The Black Church is not dead. Described by Harvard Professor Evelyn Brooks Higginbotham as a “counterpublic,” this constant but shifting American institution continues to inform the nation’s collective and competing understanding of religion’s role in addressing social justice. The growing number of African-American male clergy in support of marriage equality, for instance, is a reminder of the church’s political weight in matters of deep social concern.
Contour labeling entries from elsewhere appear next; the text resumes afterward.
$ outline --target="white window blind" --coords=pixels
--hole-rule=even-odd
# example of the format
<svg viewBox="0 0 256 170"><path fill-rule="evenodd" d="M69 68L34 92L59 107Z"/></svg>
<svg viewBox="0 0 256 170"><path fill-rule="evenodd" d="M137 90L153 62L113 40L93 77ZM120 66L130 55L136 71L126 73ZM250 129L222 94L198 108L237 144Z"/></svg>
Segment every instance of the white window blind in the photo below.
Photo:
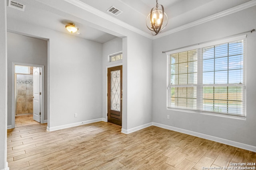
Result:
<svg viewBox="0 0 256 170"><path fill-rule="evenodd" d="M199 46L168 55L167 107L245 115L246 39Z"/></svg>

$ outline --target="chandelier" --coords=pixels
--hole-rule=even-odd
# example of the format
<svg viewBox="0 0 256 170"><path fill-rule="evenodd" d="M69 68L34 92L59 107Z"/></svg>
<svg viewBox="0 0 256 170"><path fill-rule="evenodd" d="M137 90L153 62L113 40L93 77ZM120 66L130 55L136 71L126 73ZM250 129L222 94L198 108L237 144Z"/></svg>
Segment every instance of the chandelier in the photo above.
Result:
<svg viewBox="0 0 256 170"><path fill-rule="evenodd" d="M165 28L168 23L168 17L164 12L164 7L161 4L158 5L157 1L158 0L156 0L156 7L151 9L146 20L148 28L155 33L154 35L157 35L160 31ZM162 10L158 9L159 6L161 6Z"/></svg>

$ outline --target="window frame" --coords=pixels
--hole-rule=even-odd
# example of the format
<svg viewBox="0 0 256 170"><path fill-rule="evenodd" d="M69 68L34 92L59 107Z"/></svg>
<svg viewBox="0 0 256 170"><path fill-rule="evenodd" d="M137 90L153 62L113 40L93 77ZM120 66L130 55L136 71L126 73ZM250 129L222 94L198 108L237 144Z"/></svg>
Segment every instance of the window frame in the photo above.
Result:
<svg viewBox="0 0 256 170"><path fill-rule="evenodd" d="M166 54L167 57L167 90L166 90L166 107L167 109L172 109L175 110L182 111L189 111L189 112L194 112L196 113L205 113L207 114L214 115L224 115L225 117L242 117L242 119L246 117L246 90L245 90L245 88L246 86L246 35L242 35L238 36L236 37L230 37L229 38L226 38L225 39L219 39L218 40L212 41L207 41L206 42L199 43L196 45L192 45L188 46L187 46L184 47L182 47L179 49L175 49L174 50L171 50L166 52ZM210 46L216 46L219 45L226 43L231 43L233 41L238 41L240 40L244 40L244 43L245 43L245 45L244 45L244 53L243 56L243 83L242 84L230 84L228 83L225 84L204 84L203 83L203 56L202 56L202 49L203 48L207 47ZM170 81L170 69L171 69L170 65L169 58L170 57L170 55L172 54L176 54L179 53L182 53L185 51L188 51L191 50L197 50L197 82L196 84L193 85L187 84L183 86L184 87L196 87L197 88L196 90L196 109L186 108L178 108L177 107L172 107L170 105L170 103L171 103L171 99L169 97L169 94L168 93L170 92L170 88L174 86L175 87L178 87L179 86L182 86L182 85L172 85L171 84ZM200 53L198 53L200 52ZM215 71L214 70L214 71ZM200 92L202 92L203 88L207 86L222 86L223 87L224 85L228 84L229 86L242 86L243 87L243 94L242 94L242 106L243 107L242 110L242 114L238 114L236 113L221 113L214 111L208 111L206 110L204 110L202 108L203 104L202 102L202 100L203 99L204 93L200 93ZM200 91L198 90L198 88L202 88L200 89ZM200 105L200 106L198 106ZM201 109L198 109L198 107L201 107Z"/></svg>
<svg viewBox="0 0 256 170"><path fill-rule="evenodd" d="M109 63L112 63L112 62L115 62L116 61L122 61L123 60L123 56L122 56L122 54L123 54L123 51L119 51L117 53L115 53L114 54L111 54L110 55L108 55L108 62ZM119 59L119 60L116 60L116 56L118 55L122 55L122 58L120 56L120 59ZM111 57L116 57L116 60L115 60L114 61L112 61L112 60L111 59Z"/></svg>

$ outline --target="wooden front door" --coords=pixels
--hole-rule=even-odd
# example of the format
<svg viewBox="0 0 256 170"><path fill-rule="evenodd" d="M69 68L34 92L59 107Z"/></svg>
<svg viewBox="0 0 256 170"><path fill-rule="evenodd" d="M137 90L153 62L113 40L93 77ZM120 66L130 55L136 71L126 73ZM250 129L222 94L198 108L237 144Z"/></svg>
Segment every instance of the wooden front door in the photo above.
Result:
<svg viewBox="0 0 256 170"><path fill-rule="evenodd" d="M108 68L108 121L122 126L122 66Z"/></svg>

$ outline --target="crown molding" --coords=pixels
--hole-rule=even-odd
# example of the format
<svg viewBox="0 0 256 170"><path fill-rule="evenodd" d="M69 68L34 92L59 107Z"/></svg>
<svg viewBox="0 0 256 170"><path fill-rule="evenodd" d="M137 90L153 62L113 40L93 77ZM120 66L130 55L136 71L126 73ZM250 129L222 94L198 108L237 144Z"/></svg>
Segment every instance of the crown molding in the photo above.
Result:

The same can be said for the Black Church’s influence on popular culture. Chance the Rapper’s Coloring Book and Leela James’s A Change is Gonna Come hit albums are reminders of the Black Church’s role in shaping the cultural expressions of African-American life. Both artists draw upon African-American gospel music and the Black Church’s moral vocabulary of “somebodyness” in their lyrical and rhythmic narrations of hope, love, and despair. To be sure, the church’s presence in urban communities has been erased significantly over the last two decades as gentrification in places like Washington, D.C., and Philadelphia pushed out the working-class families the church once faithfully served. In spite of the economic and political shifts within historically African-American urban neighborhoods, the Black Church remains a cultural site for remembering the trauma of slavery, engaging political grievances, and giving flesh to what Michael Eric Dyson calls “black love.”
My characterization of the Black Church stands in contrast to recent essays and articles highlighting the visible absence of African-American clergy and churches from the Black Lives Matter (BLM) movement. This interest in the Black Church’s role in the BLM movement stems from a curious assumption within our society: that the Black Church is dead. I disagree. The Black Church, which is not a monolithic tradition, is not dead for at least two reasons. First, the argument assumes the physical erasure of black churches from urban neighborhoods has wiped out the church’s lingering moral vocabulary and political influence within the memory of millennials. Second, the death of the Black Church argument ignores the role of non-Christian religious traditions among African Americans and even within the Black Church. In other words, the Black Church has always been a complicated religious institution within the context of American Protestantism. From its conception, clergy weaved together religion and politics to create thick and thin versions of liberation theology that many white clergy found objectionable or theologically unsound. It, too, was a place, especially during the Civil Rights Movement, where African-American Muslims, Quakers, Universalists, and Humanists found a public space, a religious refuge, to reflect on the religious and political concerns of ordinary black folk, Christian and non-Christian alike. Malcolm X and Minster Louis Farrakhan are two examples of non-Christians who were welcomed into many black churches and invited to deliver major speeches standing behind Christian pulpits.
The BLM movement emerges from this African-American religious context and the Black Church stands as a cultural site or epistemic resource for the movement. The BLM movement inherits its call to “(re)build the Black Liberation movement” from the Black Church’s historical role in developing a theology of liberation based on social justice. I am not suggesting the founders of BLM turned to the church for assistance as they imagined their movement. However, the vocabulary and hermeneutical moves they employ resonate with the political vocabulary and ambitions of many progressive black churches. For instance, BLM’s political shift away from a rights-based political project to a movement based on liberation reflects a core component of the church’s legacy: Liberation does not always translate into the immediate acquisition of political rights, but it must be pursued without fear or trembling. Liberation in many churches was interwoven in what Albert Raboteau in Down at the Cross: Afro-American Spirituality calls the “perennial mystery” of black suffering. In this context, liberation is not an event but what one pursues to make sense of an anti-black society.
It’s more than fair to suggest that the church has not lived up to its ideals in relationship to women, and the gay, lesbian, and transgendered community. But the BLM movement, similar to the Black Power movement, is challenging the Black Church as well as its real and imaged communities to reexamine sexuality, gender, and class as it pushes the nation to overhaul the criminal justice system. In fact, the BLM movement is exposing a religious transformation within African-American life: the decentering of the Black Church. The Black Church as a cultural site plays an important role in shaping the moral vocabulary and cultural signs and symbols many African Americans retrieve as they imagine and pursue social justice, but the Black Church as an institution is clearly waning. To that end, the absence of the African-American clergy from the BLM movement does not translate into the death of the Black Church. Instead, the Black Church remains a counterpublic, a reference point in and through which many people define justice and what it means to be human. The BLM movement is a natural extension of the Black Church’s historical commitment to social transformation, liberation, and justice.